Al di là delle presunte responsabilità sul decesso dell'animale, il caso riporta al centro una questione molto più ampia: lo sfruttamento degli elefanti in contesti turistici, culturali e commerciali. In molte aree dell'Asia, questi animali vengono infatti ancora impiegati per attività che vanno dalle passeggiate con i turisti (spesso spacciate per attività rispettose e sostenibili) agli spettacoli, fino appunto ai servizi fotografici. Proprio per questo, lo zoo di Bali ha deciso recentemente di bandire le passeggiate dorso di elefante.
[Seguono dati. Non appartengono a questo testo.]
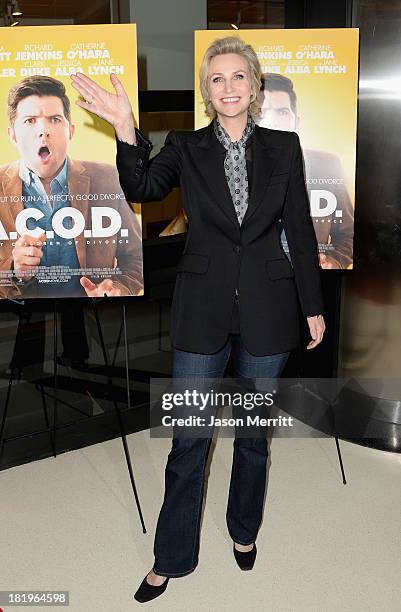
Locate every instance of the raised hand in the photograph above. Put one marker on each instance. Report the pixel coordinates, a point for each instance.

Anche quando non ci sono maltrattamenti evidenti o immediatamente dimostrabili, esiste però anche un problema più sottile, ma altrettanto serio: quello della spettacolarizzazione. Gli elefanti sono animali sociali, dotati di una complessa vita cognitiva ed emotiva. In natura, vivono in gruppi familiari stabili, comunicano tra loro con suoni a bassa frequenza e mostrano forme di "intelligenza", empatia e auto-consapevolezza estremamente complesse.

Trasformarli in "scenografie viventi" per l'intrattenimento o la realizzazione di immagini significa spesso calpestare la loro natura e la loro dignità. Anche pratiche apparentemente innocue, come appunto dipingere il corpo di un animale o obbligarlo a posare con persone, implicano comunque un certo grado di stress e disagio, che possono incidere sul suo benessere.

La questione va oltre la morte di Chanchal

Per questo motivo, esperti e numerose organizzazioni per la tutela degli animali chiedono da tempo regole ancora più severe sull'impiego degli elefanti in cattività o sulla loro detenzione all'interno di zoo e parchi faunistici, soprattutto in contesti non necessari, come quello dell'intrattenimento o del turismo, che possono anche incentivare ulteriormente lo sfruttamento e il maltrattamento di questi animali.

La morte dell'elefantessa Chanchal, molto probabilmente, non è direttamente collegata al servizio fotografico o alla vernice rosa che è stata utilizzata per dipingere il suo corpo. Ma anche se è morta per la sua età ormai molto avanzata, quello che sta accadendo non chiude la questione. Il problema non è infatti solo come questi animali muoiono in contesti di cattività, ma anche e soprattutto come – e per cosa – vengono fatti vivere.